Physiologically, the most likely mechanism for the impact of evening exercise on sleep is elevated core body temperature. During exercise, core body temperature is elevated as a by-product of muscular contraction. The human circadian rhythm of core body temperature coincides with sleep/wake behaviour, such that body temperature decreases as the body is primed for sleep, and body temperature is elevated during active hours (Van Dongen and Dinges, 2000). If exercise is performed close to habitual bedtime, the associated increase in body temperature could potentially disrupt the body’s physiological preparation for sleep (Waterhouse et al., 2005; Sawka et al., 2011; Miller et al., 2020c). In isolation of recommendations and potential mechanisms, the results of several laboratory and epidemiological studies indicate that evening exercise may not be detrimental to subsequent sleep in all circumstances (Myllymäki et al., 2011; Buman et al., 2014; Alley et al., 2015; Aloulou et al., 2020; Miller et al., 2020c; Thomas et al., 2020; Frimpong et al., 2021). While it is less common, some studies have reported negative effects of evening exercise on sleep, with a high intensity exercise protocol performed in the evening resulting in decreased sleep efficiency in elite male runners (Ramos-Campo et al., 2019). Contrasting findings surrounding this topic are likely due to different combinations of the characteristics of the exercise (i.e., modality, intensity, duration, timing). Depending on these characteristics, the physiological response to exercise can vary considerably (Myllymäki et al., 2012; Mann et al., 2014; Miller et al., 2020c). To control for such variability, research studies are often limited to one combination of exercise characteristics (i.e., type, intensity, duration) and sleep timing (i.e., bedtime and wake up time). This leads to contrasting outcomes across studies and practical applications that can only be applied to specific exercise protocols and to the sample demographic that participate.

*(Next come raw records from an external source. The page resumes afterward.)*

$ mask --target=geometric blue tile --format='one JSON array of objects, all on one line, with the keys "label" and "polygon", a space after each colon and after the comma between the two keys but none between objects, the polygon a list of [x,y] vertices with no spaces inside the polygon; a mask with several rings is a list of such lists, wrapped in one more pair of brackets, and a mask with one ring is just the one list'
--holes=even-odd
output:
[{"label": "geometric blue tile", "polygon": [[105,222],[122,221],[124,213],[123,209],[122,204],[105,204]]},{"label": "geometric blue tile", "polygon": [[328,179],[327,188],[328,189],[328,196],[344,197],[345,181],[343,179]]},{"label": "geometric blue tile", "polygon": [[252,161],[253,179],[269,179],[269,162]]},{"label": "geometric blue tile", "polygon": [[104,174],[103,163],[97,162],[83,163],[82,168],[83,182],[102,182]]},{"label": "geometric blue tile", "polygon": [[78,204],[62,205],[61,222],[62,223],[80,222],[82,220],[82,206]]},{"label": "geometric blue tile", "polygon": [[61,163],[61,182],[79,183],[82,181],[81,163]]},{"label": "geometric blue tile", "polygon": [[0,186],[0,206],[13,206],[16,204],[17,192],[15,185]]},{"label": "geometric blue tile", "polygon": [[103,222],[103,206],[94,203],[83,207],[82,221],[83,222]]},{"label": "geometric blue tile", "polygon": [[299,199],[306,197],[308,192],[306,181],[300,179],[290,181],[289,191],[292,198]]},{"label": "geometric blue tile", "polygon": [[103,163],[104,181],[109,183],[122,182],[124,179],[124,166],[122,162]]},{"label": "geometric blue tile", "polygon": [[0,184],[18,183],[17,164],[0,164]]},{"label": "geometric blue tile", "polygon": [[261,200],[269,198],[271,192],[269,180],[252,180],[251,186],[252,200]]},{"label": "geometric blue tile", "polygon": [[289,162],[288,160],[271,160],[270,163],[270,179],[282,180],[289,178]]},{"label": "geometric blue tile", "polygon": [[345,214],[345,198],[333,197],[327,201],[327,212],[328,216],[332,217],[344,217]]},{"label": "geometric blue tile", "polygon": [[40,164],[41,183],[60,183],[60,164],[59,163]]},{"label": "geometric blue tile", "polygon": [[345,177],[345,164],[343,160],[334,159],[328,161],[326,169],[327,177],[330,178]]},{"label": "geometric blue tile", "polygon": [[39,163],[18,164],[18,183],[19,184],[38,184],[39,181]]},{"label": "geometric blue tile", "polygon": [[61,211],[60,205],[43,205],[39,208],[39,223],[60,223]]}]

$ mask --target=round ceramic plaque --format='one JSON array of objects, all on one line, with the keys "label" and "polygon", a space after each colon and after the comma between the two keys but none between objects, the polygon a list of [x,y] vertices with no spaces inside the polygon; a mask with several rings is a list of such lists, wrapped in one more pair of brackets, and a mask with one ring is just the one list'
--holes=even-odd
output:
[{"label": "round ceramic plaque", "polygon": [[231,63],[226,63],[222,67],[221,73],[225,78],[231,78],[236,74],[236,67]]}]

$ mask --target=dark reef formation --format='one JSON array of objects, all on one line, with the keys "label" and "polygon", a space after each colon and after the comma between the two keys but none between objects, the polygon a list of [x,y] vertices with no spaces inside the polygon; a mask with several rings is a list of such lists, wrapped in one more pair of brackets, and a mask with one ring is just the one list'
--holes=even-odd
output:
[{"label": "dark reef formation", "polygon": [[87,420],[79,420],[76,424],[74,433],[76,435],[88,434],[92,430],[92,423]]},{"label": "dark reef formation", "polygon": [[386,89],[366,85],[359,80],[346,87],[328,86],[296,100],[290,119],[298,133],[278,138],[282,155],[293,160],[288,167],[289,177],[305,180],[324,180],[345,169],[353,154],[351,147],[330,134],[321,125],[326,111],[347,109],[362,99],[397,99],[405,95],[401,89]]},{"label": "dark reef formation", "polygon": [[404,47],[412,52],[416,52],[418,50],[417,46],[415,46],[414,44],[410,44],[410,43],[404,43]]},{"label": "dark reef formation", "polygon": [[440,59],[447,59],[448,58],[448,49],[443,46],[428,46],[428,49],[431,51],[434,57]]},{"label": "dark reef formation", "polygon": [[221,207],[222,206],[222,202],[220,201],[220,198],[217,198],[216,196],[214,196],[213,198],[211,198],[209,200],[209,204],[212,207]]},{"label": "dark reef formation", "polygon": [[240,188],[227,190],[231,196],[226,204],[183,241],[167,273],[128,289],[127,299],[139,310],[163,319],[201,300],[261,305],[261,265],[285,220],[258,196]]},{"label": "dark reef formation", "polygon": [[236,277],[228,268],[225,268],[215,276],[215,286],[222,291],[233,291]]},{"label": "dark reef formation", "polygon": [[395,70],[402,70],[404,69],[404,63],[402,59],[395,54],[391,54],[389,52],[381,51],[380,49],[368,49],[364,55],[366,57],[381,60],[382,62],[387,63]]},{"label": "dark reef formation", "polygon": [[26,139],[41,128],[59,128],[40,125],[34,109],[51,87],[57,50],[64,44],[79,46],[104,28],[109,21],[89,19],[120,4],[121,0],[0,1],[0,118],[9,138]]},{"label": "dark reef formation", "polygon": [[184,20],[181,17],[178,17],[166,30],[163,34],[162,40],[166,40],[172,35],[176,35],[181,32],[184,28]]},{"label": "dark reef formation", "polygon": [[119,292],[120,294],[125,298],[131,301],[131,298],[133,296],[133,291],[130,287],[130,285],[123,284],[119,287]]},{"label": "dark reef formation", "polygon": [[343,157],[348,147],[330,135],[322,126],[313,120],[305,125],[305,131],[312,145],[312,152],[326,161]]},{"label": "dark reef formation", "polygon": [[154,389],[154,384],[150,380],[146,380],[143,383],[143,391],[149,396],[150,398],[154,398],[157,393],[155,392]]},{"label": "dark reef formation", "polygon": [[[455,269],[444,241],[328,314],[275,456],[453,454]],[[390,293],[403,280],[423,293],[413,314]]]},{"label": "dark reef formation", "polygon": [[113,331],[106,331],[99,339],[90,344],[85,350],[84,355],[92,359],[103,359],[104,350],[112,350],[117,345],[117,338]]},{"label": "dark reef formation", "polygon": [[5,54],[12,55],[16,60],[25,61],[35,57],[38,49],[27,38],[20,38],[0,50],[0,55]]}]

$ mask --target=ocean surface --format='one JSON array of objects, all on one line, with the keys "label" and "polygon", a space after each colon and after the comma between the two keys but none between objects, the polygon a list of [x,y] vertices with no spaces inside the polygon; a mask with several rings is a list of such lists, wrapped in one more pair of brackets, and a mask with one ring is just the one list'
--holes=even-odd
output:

Technology capable of non-invasively measuring sleep and other physiological markers of health over multiple days and nights provide an ideal framework in which to explore the efficacy of physiological markers for predicting health related outcomes (Miller et al., 2020a; Capodilupo and Miller, 2021; Miller et al., 2022). More specifically, datasets generated with the use of wearable technologies provide a wide array of exercise and demographic variables that can be used to examine the relationship between exercise and sleep (Capodilupo and Miller, 2021). Previous research has utilised daytime activity (i.e., movement) to effectively predict sleep quality (Sathyanarayana et al., 2016). However, no studies have utilised individual characteristics (e.g., age, fitness level), sleep characteristics (e.g., timing) and exercise characteristics (e.g., timing duration, heart rate) to predict sleep outcomes. Therefore, the aim of this study was to utilise data obtained from a wearable device (i.e., WHOOP 3.0) to predict the probability of compromised sleep based on metrics relating to sleep, and evening exercise.

Methods

The WHOOP strap 3.0 (WHOOP Inc., Boston, United States) is a wearable device typically worn on the wrist. The device uses accelerometry to obtain actigraphy data (movement) and green and/or infrared LEDs paired with photodiodes to obtain photoplethysmography data (blood volume) to collect measures of sleep, heart rate, and other physiological markers of health (Miller et al., 2020b; Bellenger et al., 2021; Miller et al., 2021; Bellenger et al., 2022; Miller et al., 2022). Sleep and exercise periods are automatically detected by the device and transmitted via Bluetooth to associated Android and iOs smartphone applications for analysis. The specific algorithms used by WHOOP for estimating sleep and other physiological metrics are proprietary. The data used in this study were extracted from an existing database as part of a research collaboration between WHOOP Inc. and CQUniversity. The study was approved by the Central Queensland University Human Research Ethics Committee (Ethics number: 22344) in compliance with the Declaration of Helsinki. Data were collected with the written consent of individuals via WHOOP Inc.’s terms of service.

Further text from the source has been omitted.